The memory of Radical Reconstruction, a "tragic era" in which African Americans held political power, reminded whites in the South of the need to confine Blacks to "their place."
With each successive generation of Black Americans, white segregationists in the South grew more concerned about the nuisance of the "new negroes," those who were "sassy," who "talked back," and who refused to give in to white demands.
Through the use of terror, intimidation, and legal means, whites managed to control where Blacks could shop, eat, learn, rest, work, reside, sleep, play, be nursed, and be buried. Southern Blacks were denied the right to vote and were forced to use separate toilets, entrances, textbooks, water fountains, Bibles, parks, and even prostitutes.
Those Blacks who chose not to accept the prevailing norms in the South risked physical reprisal. With violence, whites intended to warn the rest of the Black community against challenging white supremacy in the South.
In 1955, the year following the Supreme Court's decision against segregation in Brown v. Board, at least eight Black citizens were lynched in the South, and many more suffered from racially motivated violence. These crimes occurred largely in Mississippi, the most segregated state in the country.
In Belzoni, Mississippi, George Lee, a grocery store owner and NAACP member, was fatally shot while leaving the courthouse after attempting to vote. Lamar Smith, another Black Mississippi citizen, was gunned down in front of the county courthouse after casting his ballot.
But the most gruesome, tragic, and widely-publicized murder was of young Emmett Till, tortured, beaten, shot, choked, and drowned for speaking to a white woman.
"Something Had to Be Done"
Till's murder marked a bitter turning point in the lives of many Black Americans.

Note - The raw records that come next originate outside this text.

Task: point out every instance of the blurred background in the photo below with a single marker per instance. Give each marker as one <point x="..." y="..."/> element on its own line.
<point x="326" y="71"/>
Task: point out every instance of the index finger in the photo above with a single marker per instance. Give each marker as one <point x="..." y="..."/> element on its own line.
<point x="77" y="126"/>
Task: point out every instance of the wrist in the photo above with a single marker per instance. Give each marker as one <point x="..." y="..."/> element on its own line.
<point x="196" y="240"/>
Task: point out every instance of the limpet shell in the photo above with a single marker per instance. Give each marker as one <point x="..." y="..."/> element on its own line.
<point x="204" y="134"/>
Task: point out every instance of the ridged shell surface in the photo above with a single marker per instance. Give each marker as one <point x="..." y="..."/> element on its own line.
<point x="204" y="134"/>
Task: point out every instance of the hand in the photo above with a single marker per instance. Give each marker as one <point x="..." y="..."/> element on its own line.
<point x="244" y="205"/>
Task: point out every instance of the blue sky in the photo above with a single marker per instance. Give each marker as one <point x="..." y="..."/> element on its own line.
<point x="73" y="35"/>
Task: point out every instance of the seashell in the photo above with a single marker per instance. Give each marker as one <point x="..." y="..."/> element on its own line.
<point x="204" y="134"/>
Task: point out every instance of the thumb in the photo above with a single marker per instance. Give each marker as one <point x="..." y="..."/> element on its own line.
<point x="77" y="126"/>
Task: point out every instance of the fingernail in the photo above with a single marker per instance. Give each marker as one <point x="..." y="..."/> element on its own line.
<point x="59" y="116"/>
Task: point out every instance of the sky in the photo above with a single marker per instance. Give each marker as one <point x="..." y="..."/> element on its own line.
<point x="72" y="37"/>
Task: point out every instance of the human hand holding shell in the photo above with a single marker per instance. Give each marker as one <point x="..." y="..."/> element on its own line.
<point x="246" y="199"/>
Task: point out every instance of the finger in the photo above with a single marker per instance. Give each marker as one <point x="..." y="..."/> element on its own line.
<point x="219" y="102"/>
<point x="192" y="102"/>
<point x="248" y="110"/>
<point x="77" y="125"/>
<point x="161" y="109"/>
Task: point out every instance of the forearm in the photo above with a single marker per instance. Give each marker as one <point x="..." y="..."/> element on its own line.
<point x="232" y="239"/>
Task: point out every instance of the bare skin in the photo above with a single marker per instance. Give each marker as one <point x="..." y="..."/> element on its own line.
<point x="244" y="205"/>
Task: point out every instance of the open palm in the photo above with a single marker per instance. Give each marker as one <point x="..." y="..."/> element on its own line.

In her autobiography Coming of Age in Mississippi, civil rights activist Anne Moody remembers, "Before Emmett Till's murder, I had known the fear of hunger, hell and the Devil. But now there was a new fear known to me—the fear of being killed just because I was black."23
Myrlie Evers, wife of slain NAACP field secretary Medgar Evers, explains, "It's too bad to have to say that sometimes it takes those kinds of things to help a people become stronger and to eliminate the fear that they have to speak out and do something."24
Upon learning that both Bryant and Milam were acquitted by an all-white, all-male jury, Black congressman Charles Diggs, Jr. felt a new kind of conviction: "I was strengthened in my belief that something had to be done."25
For so many, the image of a child's crushed skull illustrated the reality of the crisis in the South and inspired a new, steadfast fighting spirit. The generation haunted by the memories of Emmett Till's death would lead an unprecedented struggle against racial injustice.